Understanding The Great Recession
Before looking at the data, it’s helpful to first understand what caused the most recent recession and decline in housing prices, and how the most recent recession was different from others. Without getting too complicated, at its core the “Great Recession” was caused by bad mortgage lending practices, or “subprime mortgages”. When the housing market began to deflate, more and more homeowners began to default on their loans, resulting in a flood of housing inventory and the collapse of mortgage-backed securities, leaving banks with their proverbial “pants down”. This explanation is admittedly very simple, but the point is that the real estate market and lending practices were at least one of the core causes of the recession, and the recession was tied directly to record mortgage defaults and foreclosures. This made the most recent recession fairly unique – the housing market was tied directly to the cause of the recession, rather than a drop in the housing market being an effect of the recession. Additional information about the causes of the Great Recession can be found here.
We know that the recent recession resulted in a significant drop in the housing market – somewhere between 25%-35%. But what happened to the housing market in other recent recessions? Was there a similar drop? Is the housing market truly cyclical, with a “burst” of the bubble every 8-12 years, similar to the overall economy? In order to answer these questions, we looked at the historical monthly percentage change in the average price of an existing single family home in California, and compared that to the historical monthly percentage change in the S&P 500. A graph summarizing the data is below – the orange line reflects changes in the housing market and the blue line reflects changes in the S&P 500.
The data appears to show that housing prices tend to be relatively stable, even during times where the economy as a whole is suffering. The Early 1990s Recession saw a dip in the S&P 500 of almost 10% in one month, whereas the real estate market remained stable. The early 2000s Dot-Com Bust saw several months of the S&P 500 declining more than 10%, whereas the housing market again remained relatively stable. The Great Recession, however, is markedly different insofar as we first see significant downward spikes in the housing market, followed by a plunging S&P 500, and a subsequent relatively unstable housing market.
What Does This Mean?
The above data shows that housing is not necessarily as cyclical as many people currently tend to believe. While the overall economy tends to experience slumps and highs about every 10 years, the same is not necessarily true of the real estate market.
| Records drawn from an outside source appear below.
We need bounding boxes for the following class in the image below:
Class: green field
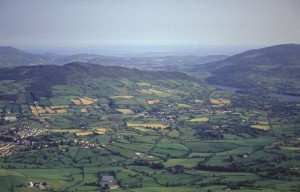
[0,66,299,192]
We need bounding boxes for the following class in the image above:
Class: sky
[1,0,300,54]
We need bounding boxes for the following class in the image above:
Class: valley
[2,0,299,191]
[0,60,299,192]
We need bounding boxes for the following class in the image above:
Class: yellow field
[137,82,151,86]
[30,105,46,115]
[75,131,94,137]
[31,105,69,115]
[34,105,46,113]
[79,98,94,105]
[95,128,107,134]
[50,105,69,109]
[81,108,88,113]
[35,106,43,110]
[127,122,168,129]
[177,104,191,108]
[109,95,134,99]
[45,107,56,113]
[280,146,300,151]
[30,105,38,116]
[258,121,268,124]
[251,121,269,130]
[210,98,231,107]
[56,109,67,113]
[50,106,69,112]
[190,117,209,122]
[38,109,47,113]
[147,100,160,105]
[116,108,134,115]
[195,99,204,103]
[139,89,163,94]
[72,97,97,105]
[71,99,82,105]
[251,124,269,130]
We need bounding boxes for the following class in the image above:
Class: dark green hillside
[199,44,300,95]
[0,62,196,103]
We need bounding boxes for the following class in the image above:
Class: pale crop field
[71,99,82,105]
[80,108,88,113]
[109,95,134,99]
[139,89,163,94]
[79,98,95,105]
[116,108,135,115]
[127,122,168,129]
[30,105,38,116]
[190,117,209,122]
[137,82,151,86]
[55,109,67,113]
[177,103,191,108]
[45,107,55,113]
[251,121,269,130]
[210,98,231,106]
[50,105,69,109]
[147,100,159,105]
[280,146,300,151]
[251,125,269,130]
[72,97,97,105]
[95,128,107,134]
[75,131,93,137]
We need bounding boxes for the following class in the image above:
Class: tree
[150,162,165,170]
[168,165,184,174]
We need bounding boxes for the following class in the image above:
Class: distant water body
[212,85,300,102]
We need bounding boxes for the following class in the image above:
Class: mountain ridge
[0,46,227,70]
[0,46,52,67]
[0,62,197,102]
[197,44,300,95]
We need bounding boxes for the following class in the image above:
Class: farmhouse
[27,182,33,187]
[100,175,117,188]
[239,152,251,158]
[28,181,49,188]
[33,182,42,187]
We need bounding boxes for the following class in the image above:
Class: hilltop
[0,62,196,103]
[0,46,54,67]
[196,44,300,95]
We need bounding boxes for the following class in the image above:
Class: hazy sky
[1,0,300,49]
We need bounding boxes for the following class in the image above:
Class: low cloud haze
[1,0,300,54]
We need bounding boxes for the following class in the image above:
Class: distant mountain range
[0,46,226,70]
[0,46,55,67]
[1,44,300,95]
[194,44,300,95]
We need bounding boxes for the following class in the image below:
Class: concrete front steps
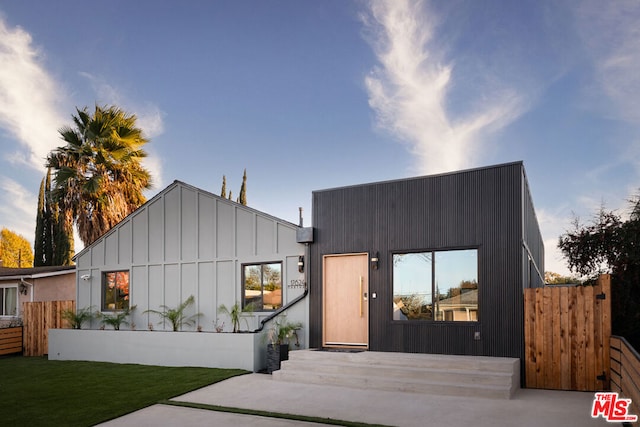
[272,349,520,399]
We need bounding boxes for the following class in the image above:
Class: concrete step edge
[281,359,515,378]
[273,370,515,399]
[288,351,519,372]
[277,365,516,387]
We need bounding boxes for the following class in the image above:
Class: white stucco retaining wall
[48,329,267,372]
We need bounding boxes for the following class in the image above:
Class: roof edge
[312,161,525,194]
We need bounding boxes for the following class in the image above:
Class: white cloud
[574,0,640,123]
[0,176,37,241]
[536,207,573,276]
[362,0,524,175]
[142,151,164,192]
[0,17,67,170]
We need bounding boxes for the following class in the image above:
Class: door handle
[359,276,365,317]
[359,276,363,317]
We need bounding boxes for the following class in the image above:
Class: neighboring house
[0,265,76,327]
[52,161,544,373]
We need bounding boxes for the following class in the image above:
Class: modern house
[50,161,543,374]
[50,181,308,371]
[309,161,544,365]
[0,265,76,327]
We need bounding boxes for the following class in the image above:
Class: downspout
[254,242,309,332]
[254,208,313,332]
[522,240,544,286]
[19,278,34,301]
[19,278,35,317]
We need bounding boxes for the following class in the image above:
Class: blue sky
[1,0,639,276]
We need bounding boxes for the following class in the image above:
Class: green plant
[144,295,202,331]
[266,316,302,346]
[98,305,136,330]
[61,306,95,329]
[217,301,254,332]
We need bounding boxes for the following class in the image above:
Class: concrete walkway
[99,373,619,427]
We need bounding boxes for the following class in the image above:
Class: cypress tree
[239,169,247,206]
[34,168,74,266]
[34,177,47,266]
[221,175,227,198]
[44,169,55,264]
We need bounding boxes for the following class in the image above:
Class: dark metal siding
[310,162,541,361]
[522,168,545,288]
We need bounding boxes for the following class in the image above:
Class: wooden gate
[22,300,74,356]
[524,275,611,391]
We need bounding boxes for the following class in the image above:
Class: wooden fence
[22,300,74,356]
[0,326,23,356]
[524,275,611,390]
[610,336,640,421]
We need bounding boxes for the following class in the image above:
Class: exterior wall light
[298,256,305,273]
[371,252,379,270]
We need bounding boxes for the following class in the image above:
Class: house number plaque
[288,279,306,289]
In fact, over the past 30 years, real estate has been a relatively stable investment.
The explanation for the differences between the Early 1990s Recession and Dot-Com Burst, as opposed to the Great Recession, likely goes back to the cause of the Great Recession. While recessions can surely be caused a decline in the housing market, a recession does not necessarily have the effect of a decline in the housing market (or at least not as drastic of a decline as the overall economy).
So let’s go back to the original question in response to a question – “Why do you believe we are in a bubble that is going to burst?” Perhaps you believe that subprime mortgage lending practices have continued or that there is some other fraudulent activity propping up the real estate market. However, if you believe that the real estate market is cyclical, or that prices have been going up for too long, or that we are simply due for another recession, I would urge you to consider the above.